By Suzanne MacNeil, President of the Halifax-Dartmouth & District Labour Council
Today, 9300 Nova Scotia public school teachers, with Nova Scotia Teachers Union (NSTU), will be on strike for the first time in its 122-year history.
The strike will be a one-day walkout. Teachers from across the province will be picketing at the legislature, where Premier Stephen McNeil and his Liberal government are sitting around the clock in an effort to impose a contract on members of the NSTU. The convergence of teachers and their allies on the legislature is set to be one of the largest demonstrations in Nova Scotia’s history.
Our labour movement in Nova Scotia is at an absolutely critical moment, and it is imperative that our organizations make every effort to join teachers at the legislature, and in communities around the province.
The strike mandate itself, and the road the teachers took to get there is itself extraordinary. Their last collective agreement expired in July 2015, and in an unexpected turn of events, the membership voted down a tentative agreement by 61% in December of that year. Since then, there was a change in union leadership, and two more tentative agreements were voted down.
The rejection of three tentative agreements was a clear message to Premier McNeil and the Liberals that rank and file teachers would note accept the take-it-or-leave-it attitude that had long characterized this government’s approach to collective bargaining. If McNeil and education minister Karen Casey would not take teachers’ concerns about classroom conditions and the number of students expected to crowd into a single class, teachers were not going to simply yield to an intransigent government.
In October 2016, NSTU members voted 96% in favour of striking, with virtually all members participating.
Few other unions have enjoyed such a strong strike mandate. At this point in the McNeil Liberals’ time in government, it sends a strong message that Nova Scotian public sector workers are sick of being attacked instead of listened to, of being demonized instead of having their concerns about how public services are suffering under a regime of austerity.
Whether it was cuts to homecare, the undemocratic attempt to reshuffle acute care workers into the unions of the government’s choosing, Bill 37 legislating away the right to strike in healthcare, or the looming threat of having Bill 148 proclaimed in order to eliminate any ability for public sector workers to negotiate wages, every public sector worker has been treated like Nova Scotia’s biggest problem. By extension, this also means that this government is treating students, patients, seniors, chidren in care, and many others like they are a burden instead of people deserving of adequate services.
Sooner rather than later, we will need an honest conversation in the labour movement and in our communities about what it will take to get rid of this government and elect one that works with us to deliver the kind of province we all deserve.

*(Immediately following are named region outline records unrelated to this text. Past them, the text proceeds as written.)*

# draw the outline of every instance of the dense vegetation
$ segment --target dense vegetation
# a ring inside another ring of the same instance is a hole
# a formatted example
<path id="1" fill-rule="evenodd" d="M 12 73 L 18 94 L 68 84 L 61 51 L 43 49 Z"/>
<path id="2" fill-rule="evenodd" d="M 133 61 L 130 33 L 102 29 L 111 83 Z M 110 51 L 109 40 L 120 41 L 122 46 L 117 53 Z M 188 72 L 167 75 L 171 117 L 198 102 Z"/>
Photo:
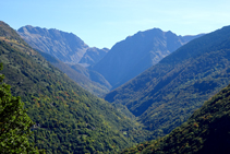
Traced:
<path id="1" fill-rule="evenodd" d="M 93 64 L 100 60 L 109 49 L 90 48 L 76 35 L 55 28 L 23 26 L 17 33 L 29 46 L 39 50 L 47 61 L 86 91 L 97 96 L 109 92 L 110 85 L 105 78 L 97 74 L 86 75 L 84 72 L 88 70 L 78 64 L 78 62 L 85 66 Z M 66 63 L 78 64 L 78 67 L 72 69 Z"/>
<path id="2" fill-rule="evenodd" d="M 28 141 L 33 122 L 21 98 L 11 95 L 10 85 L 3 79 L 0 74 L 0 151 L 2 154 L 38 153 Z"/>
<path id="3" fill-rule="evenodd" d="M 165 135 L 230 82 L 230 26 L 194 39 L 105 99 Z"/>
<path id="4" fill-rule="evenodd" d="M 182 37 L 159 28 L 138 32 L 117 43 L 92 69 L 116 88 L 198 36 Z"/>
<path id="5" fill-rule="evenodd" d="M 230 85 L 209 98 L 186 122 L 157 141 L 149 141 L 122 153 L 230 153 Z"/>
<path id="6" fill-rule="evenodd" d="M 0 22 L 4 82 L 35 122 L 31 140 L 47 153 L 116 152 L 144 135 L 138 123 L 84 91 Z"/>

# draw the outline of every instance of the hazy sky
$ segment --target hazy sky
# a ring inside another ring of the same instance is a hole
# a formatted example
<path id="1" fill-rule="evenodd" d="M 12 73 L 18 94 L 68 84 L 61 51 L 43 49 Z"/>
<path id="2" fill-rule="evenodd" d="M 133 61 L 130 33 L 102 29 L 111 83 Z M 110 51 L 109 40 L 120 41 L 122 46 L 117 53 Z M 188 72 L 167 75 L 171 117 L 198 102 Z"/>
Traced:
<path id="1" fill-rule="evenodd" d="M 111 48 L 138 31 L 178 35 L 230 25 L 229 0 L 0 0 L 0 21 L 72 32 L 90 47 Z"/>

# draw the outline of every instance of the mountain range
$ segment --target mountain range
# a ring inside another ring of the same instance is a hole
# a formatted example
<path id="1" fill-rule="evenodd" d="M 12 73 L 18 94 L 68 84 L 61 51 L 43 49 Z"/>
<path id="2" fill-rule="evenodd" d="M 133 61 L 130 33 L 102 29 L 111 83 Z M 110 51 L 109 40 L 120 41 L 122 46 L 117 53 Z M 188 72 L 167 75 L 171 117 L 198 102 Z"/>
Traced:
<path id="1" fill-rule="evenodd" d="M 27 25 L 19 28 L 17 33 L 51 64 L 92 94 L 102 96 L 111 88 L 102 75 L 85 68 L 100 60 L 108 52 L 107 48 L 89 48 L 76 35 L 55 28 Z"/>
<path id="2" fill-rule="evenodd" d="M 199 36 L 202 35 L 178 36 L 170 31 L 162 32 L 159 28 L 138 32 L 117 43 L 90 69 L 104 75 L 114 88 L 156 64 L 182 45 Z"/>
<path id="3" fill-rule="evenodd" d="M 109 50 L 90 48 L 76 35 L 56 28 L 47 29 L 27 25 L 19 28 L 17 33 L 33 48 L 71 64 L 90 66 L 99 61 Z"/>
<path id="4" fill-rule="evenodd" d="M 228 153 L 229 43 L 230 26 L 196 36 L 153 28 L 108 51 L 0 22 L 1 73 L 35 122 L 29 140 L 47 153 Z M 80 85 L 114 90 L 102 99 Z"/>
<path id="5" fill-rule="evenodd" d="M 66 74 L 72 80 L 97 96 L 105 95 L 111 88 L 156 64 L 182 45 L 202 36 L 177 36 L 171 32 L 154 28 L 129 36 L 109 50 L 90 48 L 76 35 L 55 28 L 23 26 L 17 33 L 35 49 L 49 54 L 74 68 L 76 72 L 70 72 L 70 68 L 63 69 L 64 66 L 56 64 L 62 71 L 69 70 Z M 97 80 L 85 75 L 82 70 L 94 72 L 94 74 L 97 72 Z M 76 76 L 84 79 L 72 78 L 71 74 L 75 73 L 80 73 Z"/>
<path id="6" fill-rule="evenodd" d="M 184 122 L 230 83 L 230 26 L 191 40 L 105 96 L 157 134 Z"/>
<path id="7" fill-rule="evenodd" d="M 0 22 L 4 82 L 35 122 L 31 141 L 46 153 L 113 153 L 138 142 L 141 125 L 92 95 Z"/>

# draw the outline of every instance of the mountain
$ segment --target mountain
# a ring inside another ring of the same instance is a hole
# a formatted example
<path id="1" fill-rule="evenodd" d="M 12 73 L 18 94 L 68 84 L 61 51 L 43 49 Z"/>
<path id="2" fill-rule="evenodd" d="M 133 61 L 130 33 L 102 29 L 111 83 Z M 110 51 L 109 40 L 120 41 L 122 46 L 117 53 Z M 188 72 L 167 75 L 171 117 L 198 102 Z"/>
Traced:
<path id="1" fill-rule="evenodd" d="M 172 32 L 153 28 L 138 32 L 117 43 L 111 50 L 90 69 L 102 74 L 118 87 L 138 75 L 164 57 L 197 36 L 177 36 Z"/>
<path id="2" fill-rule="evenodd" d="M 128 153 L 229 154 L 230 85 L 209 98 L 186 122 L 157 141 L 122 151 Z"/>
<path id="3" fill-rule="evenodd" d="M 105 96 L 167 134 L 230 83 L 230 26 L 191 40 Z"/>
<path id="4" fill-rule="evenodd" d="M 90 71 L 78 63 L 69 66 L 43 51 L 40 51 L 40 55 L 52 66 L 64 72 L 80 86 L 96 96 L 102 97 L 111 88 L 111 85 L 106 81 L 106 79 L 95 71 Z"/>
<path id="5" fill-rule="evenodd" d="M 46 153 L 113 153 L 138 141 L 138 122 L 83 90 L 4 22 L 0 62 L 4 82 L 35 122 L 29 140 Z"/>
<path id="6" fill-rule="evenodd" d="M 98 49 L 96 47 L 88 48 L 78 63 L 84 66 L 84 67 L 95 64 L 100 59 L 102 59 L 107 55 L 108 51 L 109 51 L 108 48 L 102 48 L 102 49 Z"/>
<path id="7" fill-rule="evenodd" d="M 92 78 L 89 75 L 81 74 L 81 71 L 75 71 L 68 66 L 68 63 L 78 66 L 77 68 L 90 72 L 92 74 L 95 71 L 89 71 L 81 66 L 87 67 L 97 62 L 108 52 L 109 49 L 89 48 L 76 35 L 55 28 L 47 29 L 23 26 L 19 28 L 17 33 L 33 48 L 40 51 L 41 56 L 44 56 L 51 64 L 66 73 L 73 81 L 88 92 L 97 96 L 102 96 L 111 88 L 111 85 L 99 73 L 97 73 L 97 80 L 95 80 L 95 75 Z"/>
<path id="8" fill-rule="evenodd" d="M 88 47 L 80 37 L 55 28 L 31 25 L 19 28 L 17 33 L 33 48 L 51 55 L 65 63 L 90 66 L 99 61 L 109 49 Z"/>

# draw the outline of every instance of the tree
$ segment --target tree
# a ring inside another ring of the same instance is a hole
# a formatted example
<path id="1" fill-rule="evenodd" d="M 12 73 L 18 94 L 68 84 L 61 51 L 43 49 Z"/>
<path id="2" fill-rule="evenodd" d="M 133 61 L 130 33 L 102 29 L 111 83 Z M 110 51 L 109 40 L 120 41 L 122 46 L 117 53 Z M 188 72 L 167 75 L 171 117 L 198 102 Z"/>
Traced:
<path id="1" fill-rule="evenodd" d="M 0 70 L 2 70 L 0 63 Z M 38 153 L 33 143 L 29 143 L 33 121 L 23 109 L 21 97 L 11 95 L 10 85 L 3 83 L 4 75 L 0 74 L 0 152 Z"/>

But in the meantime, we need to stick together and stand with the with our striking public school teachers demonstrating outside Province House.
Teachers have a duty to stand up for public education. I wish Nova Scotia teachers the best. I admire the stand they are taking. Ont should be next!
The classroom, the citizen, and those in need of care who have worked and paid their fair share deserve far better than this Nova Scotia government.